Of course, love may conquer all, but not without severe tests. Let’s go to the playground where the children are playing in the sandpit or being pushed on the tire swing. Look how the parents are acting out their own little narcissistic dramas. The new man who looks after his kids during the day seems immensely attractive to the woman who is trying to recover her sense of femininity, in the wake of childbirth, and feels her contribution to the family is under appreciated by her career-obsessed partner, whom she hardly sees anyway save for weekends. Here is a guy who really appreciates what she does and can take a load off of her, even if, perhaps, he is not the kind of man she thought she would be inclined to marry. And for the man, here is a woman who really appreciates what he does; not to mention the simple fact that hanging out in the playground leaves plenty of time for chat, far more chat than is possible with one’s own partner or spouse. And let us not forget the protocols of care-giving, with constant transitions between playgrounds and apartments. Are the play-dates for the kids or for the adults?

This may all seem rather dark news for the couple with children, but in fact it can be a good thing. After all, if these supposed adults do not simply act out upon their narcissistic impulses, the strokes provided to the ego in the playground help in recovering adult autonomy from the sufferance of children, which is essential to the survival of any relationship.

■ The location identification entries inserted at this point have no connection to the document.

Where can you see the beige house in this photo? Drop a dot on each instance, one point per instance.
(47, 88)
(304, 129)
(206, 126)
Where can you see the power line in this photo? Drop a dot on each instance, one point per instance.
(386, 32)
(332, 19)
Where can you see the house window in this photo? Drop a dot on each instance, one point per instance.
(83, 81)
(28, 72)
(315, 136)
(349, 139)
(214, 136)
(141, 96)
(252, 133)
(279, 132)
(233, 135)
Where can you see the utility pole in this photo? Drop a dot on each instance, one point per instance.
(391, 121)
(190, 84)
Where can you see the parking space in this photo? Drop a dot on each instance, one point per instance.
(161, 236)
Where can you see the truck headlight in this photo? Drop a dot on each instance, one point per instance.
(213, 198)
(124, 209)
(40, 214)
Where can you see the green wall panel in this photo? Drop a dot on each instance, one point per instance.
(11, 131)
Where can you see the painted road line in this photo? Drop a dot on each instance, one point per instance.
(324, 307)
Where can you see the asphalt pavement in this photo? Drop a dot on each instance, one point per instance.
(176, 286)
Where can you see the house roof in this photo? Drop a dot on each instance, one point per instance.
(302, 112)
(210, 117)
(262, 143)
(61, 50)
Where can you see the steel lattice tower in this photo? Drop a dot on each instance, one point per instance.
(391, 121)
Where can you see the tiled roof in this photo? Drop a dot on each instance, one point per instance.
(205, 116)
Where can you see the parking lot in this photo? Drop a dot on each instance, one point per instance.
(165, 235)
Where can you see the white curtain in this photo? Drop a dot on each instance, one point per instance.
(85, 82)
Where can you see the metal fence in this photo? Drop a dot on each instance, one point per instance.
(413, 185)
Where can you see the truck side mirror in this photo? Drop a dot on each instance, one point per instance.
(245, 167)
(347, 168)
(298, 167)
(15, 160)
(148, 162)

Sue feels too hot her legs are like lead
The kids they are screaming inside her head
Take her outside she’ll get some air
The kids they will play there without a care

Maybe she’ll get to chat with Jack
He’s got time on his hands since he got the sack
He’s good with his kids they’re rarely alone
He plays with hers too as if they’re his own

A little __ in the park, a little __ in the park
A little __ in the park, a kiss, a kiss in the park

Dressing the kids, no easy matter
But Jack will be there easing the hassle
They talk of the city, going out at night
They talk of the Winter, the color of light

They were just getting close when Dan came to sit
When Dan went away Jack found her lips
The kiss was not gentle it was not discreet
And when it was over they parted ten feet

A little __ in the park, a little __ in the park
A little __ in the park, a kiss, a kiss in the park

This was a playground, there were those looks
Now Dan he had fallen and broken his foot
Just two grown ups trying to be lovers
But there’d be no rolling under the covers

So Sue she retreated to her home ground
And since Jack’s got a job he’s no longer around


From → Thaumatropemusic

  1. Geoff permalink

    Great musical intro. and the song really keeps the attention – maybe cos there’s a strong storyline. geoff

  2. David Barratt permalink

    Great narrative . One of my favorites.